We ask all the candidates we’re interested in to come in (or hop on a Zoom call) for their first scheduled interview. And if the interviewer thinks they’re a great candidate, they recommend they go onto the next interview.
This process repeats until the candidate has met all the stakeholders. And typically, there are a few days to a week between each interview.
But if any stakeholder feels that a candidate isn’t right for the role, that’s their last interview. And we let them know with actionable feedback around our decision.
🔥 Tip: Before a candidate’s second interview, we assign all our candidates a Trainual Subject all about our company. That way, they can see what all the hype is about – and come prepared to their next interview. Try for free.
Have them do a project
A few interviews in, you’ll know whether your candidate can talk the talk. But can they walk the walk? Well, have them show you what they got with a project or portfolio (or both)!
This can also be where underdogs shine. Maybe nerves got the best of them, but their work is impeccable. So, quite literally test drive them in the role.
Each project should be curated to the role they’ve applied for. And it should give candidates a taste of what types of problems they’d be solving. For example, a People Ops Generalist might host a mock interview.
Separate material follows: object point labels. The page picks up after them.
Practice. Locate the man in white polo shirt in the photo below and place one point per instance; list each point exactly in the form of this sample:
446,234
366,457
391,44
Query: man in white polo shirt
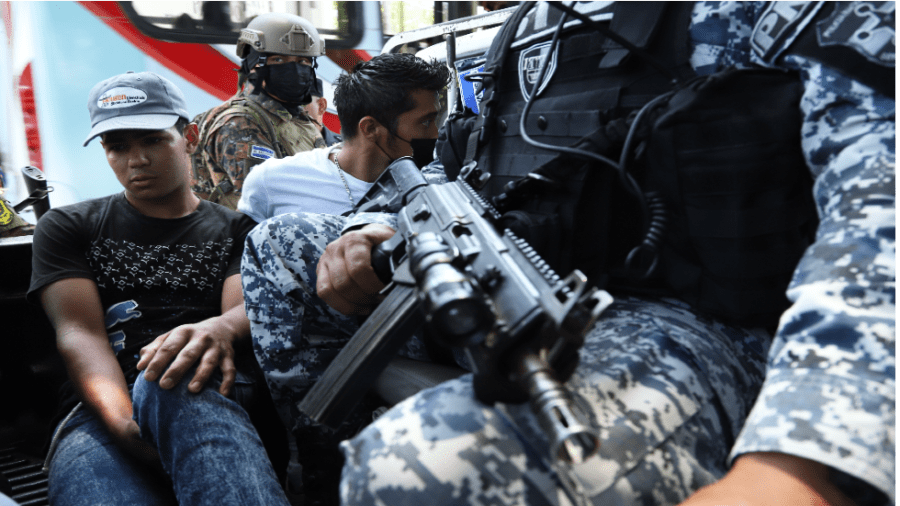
388,107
That way, you can make sure their skills are what you need (and see how passionate they are about the role). If a candidate puts in minimal effort or can’t deliver, chances are good this work is the best you’ll ever get. Better to know that now than after you’ve onboarded them.
Plus, don’t forget to ask your candidates to talk through their project once they’ve submitted it. This chat is a super-easy way to get invaluable insights into their process, how they problem-solve, and their depth of knowledge.
Review the candidate
While a candidate may seem like an obvious choice to you, it’s essential to hear what your team has to say. This way, you can remove any personal biases – and find the best candidate for the whole team.
After you conduct every interview, send out a feedback form to all stakeholders who were part of the interview. The questions should be pretty open-ended. That way, you don’t accidentally influence the feedback. And they should focus on the candidate’s ability to fill the open role and fit for company culture.
Just make sure you’re able to keep everyone’s feedback in a centralized place (like you’re applicant tracking software). That way, it’s easier to gauge what the general consensus is and make a clear decision.
If everyone on your team agrees on a candidate, there’s only one thing left to do: check their references.
Almost every application now asks candidates for their references before they even hit “submit.” Ideally, these are 3 of their most recent managers or team members who can vouch for why they’re so amazing.
So, do your due diligence and see what they have to say. Make sure to hit on questions about the candidate’s work ethic, past results, and role-related skill set.
And we know – your candidate is likely going to give you their biggest evangelists. But this is still a huge opportunity to get anything else you should know about your candidate. And get confirmation that they’re really as great as they seem!
Make your offer
Once you’ve done a reference check, go ahead and make your offer! Don’t forget to give the candidate a quick run-down of the pay and benefits, so they know what they’re agreeing to.
Then, as soon as they accept, set their start date, add them to your HR system, and immediately start prepping for their onboarding.
That way, when their first day comes around, you can start onboarding them ASAP. And start seeing their impact sooner – which is the whole reason you hired them in the first place!